Speaking about her career, she said: “If I could go back in time I would probably take more jobs that were offered me along the way.
“I was nervous and shy and I didn’t take advantage of opportunities that I had. And that’s very sad.
“They say that what you regret at the end of your life is not what you did, but what you didn’t do. And there’s a lot of stuff I didn’t do.”
Sinatra also recalled feeling she had to prove herself to an audience familiar with her father and his music.
She said: “It was pretty clear from the get-go that I’d have to work hard to get beyond my name…
“In the beginning I named myself Nancy Nice Lady because of the nature of the music I was doing, which was all bubblegum.
“And then later, (songwriter and producer) Lee Hazlewood came into my life and he nicknamed me Nasty Jones. He said I could be anybody and make hit records, I didn’t have to be a Sinatra. He had faith in me and he gave me faith in myself.
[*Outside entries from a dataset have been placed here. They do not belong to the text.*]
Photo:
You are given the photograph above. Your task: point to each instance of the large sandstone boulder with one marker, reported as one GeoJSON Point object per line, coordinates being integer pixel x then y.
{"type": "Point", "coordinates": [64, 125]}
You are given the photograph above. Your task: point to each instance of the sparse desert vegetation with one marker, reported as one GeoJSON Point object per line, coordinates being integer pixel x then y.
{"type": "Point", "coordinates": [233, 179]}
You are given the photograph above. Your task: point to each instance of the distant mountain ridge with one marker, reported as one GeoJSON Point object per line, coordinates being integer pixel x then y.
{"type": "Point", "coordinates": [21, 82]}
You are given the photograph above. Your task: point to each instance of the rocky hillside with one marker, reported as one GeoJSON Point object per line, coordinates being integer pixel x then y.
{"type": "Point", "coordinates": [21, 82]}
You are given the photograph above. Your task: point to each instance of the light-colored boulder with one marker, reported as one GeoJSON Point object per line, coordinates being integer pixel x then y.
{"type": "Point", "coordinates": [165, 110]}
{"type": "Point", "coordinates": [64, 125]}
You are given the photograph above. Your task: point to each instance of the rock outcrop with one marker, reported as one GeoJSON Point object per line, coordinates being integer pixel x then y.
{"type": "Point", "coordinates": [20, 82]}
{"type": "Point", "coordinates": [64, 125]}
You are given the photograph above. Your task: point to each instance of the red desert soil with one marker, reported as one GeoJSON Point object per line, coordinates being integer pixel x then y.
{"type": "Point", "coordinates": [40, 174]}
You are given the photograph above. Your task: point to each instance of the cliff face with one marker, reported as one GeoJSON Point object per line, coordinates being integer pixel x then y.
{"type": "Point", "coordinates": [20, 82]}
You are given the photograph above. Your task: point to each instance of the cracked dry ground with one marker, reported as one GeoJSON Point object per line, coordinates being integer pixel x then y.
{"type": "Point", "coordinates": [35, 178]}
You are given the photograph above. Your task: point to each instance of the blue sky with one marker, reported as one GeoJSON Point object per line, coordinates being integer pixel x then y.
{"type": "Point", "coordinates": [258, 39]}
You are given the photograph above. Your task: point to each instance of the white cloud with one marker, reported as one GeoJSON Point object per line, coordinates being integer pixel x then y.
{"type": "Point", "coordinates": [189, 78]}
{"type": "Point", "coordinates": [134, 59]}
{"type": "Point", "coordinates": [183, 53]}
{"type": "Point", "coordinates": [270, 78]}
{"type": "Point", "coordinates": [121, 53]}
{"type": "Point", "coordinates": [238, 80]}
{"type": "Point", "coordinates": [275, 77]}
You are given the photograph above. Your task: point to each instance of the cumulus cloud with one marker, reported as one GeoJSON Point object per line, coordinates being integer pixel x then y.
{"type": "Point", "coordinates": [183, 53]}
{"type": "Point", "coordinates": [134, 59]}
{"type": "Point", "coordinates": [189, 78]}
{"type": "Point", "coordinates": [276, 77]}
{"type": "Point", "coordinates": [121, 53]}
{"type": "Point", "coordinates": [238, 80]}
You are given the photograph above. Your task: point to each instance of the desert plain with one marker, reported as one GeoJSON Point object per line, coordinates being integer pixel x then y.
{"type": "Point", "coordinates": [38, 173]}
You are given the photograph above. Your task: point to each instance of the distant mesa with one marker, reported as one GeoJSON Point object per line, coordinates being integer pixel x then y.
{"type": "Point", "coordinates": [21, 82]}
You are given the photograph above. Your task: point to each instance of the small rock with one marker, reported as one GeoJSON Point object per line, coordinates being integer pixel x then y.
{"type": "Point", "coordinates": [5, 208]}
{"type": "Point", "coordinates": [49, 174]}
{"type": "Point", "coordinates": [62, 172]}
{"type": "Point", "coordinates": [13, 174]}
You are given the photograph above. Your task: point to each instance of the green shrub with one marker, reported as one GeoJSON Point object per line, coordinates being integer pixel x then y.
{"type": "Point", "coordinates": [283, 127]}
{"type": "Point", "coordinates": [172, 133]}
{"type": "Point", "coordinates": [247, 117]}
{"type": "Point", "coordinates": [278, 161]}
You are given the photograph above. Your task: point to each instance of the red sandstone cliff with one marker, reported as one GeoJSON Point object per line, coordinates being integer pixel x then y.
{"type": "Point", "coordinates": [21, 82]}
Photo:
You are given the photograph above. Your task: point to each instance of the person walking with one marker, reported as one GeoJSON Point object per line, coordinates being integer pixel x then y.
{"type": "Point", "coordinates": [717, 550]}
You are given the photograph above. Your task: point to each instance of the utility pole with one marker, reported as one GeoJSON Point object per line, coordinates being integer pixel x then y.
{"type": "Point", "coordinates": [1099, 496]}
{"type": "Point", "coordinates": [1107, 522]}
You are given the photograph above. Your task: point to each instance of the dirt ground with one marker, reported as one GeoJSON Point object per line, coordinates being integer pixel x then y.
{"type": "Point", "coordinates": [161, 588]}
He gave me courage.”
The singer also addressed her famous mini-skirted and blonde bouffant look which made her a symbol of the 1960s.
She said: “My look came from London, with hair and makeup from New York. It evolved thanks to Mary Quant and a friend of mine named Amy Green.
“She took me to a salon called Kenneth in New York and I met a lady who coloured my hair blonde. And I loved it, that new persona.
“I was grateful for it because I had been floundering. It was playful and a little sexy. It was courageous for me to step out like that.”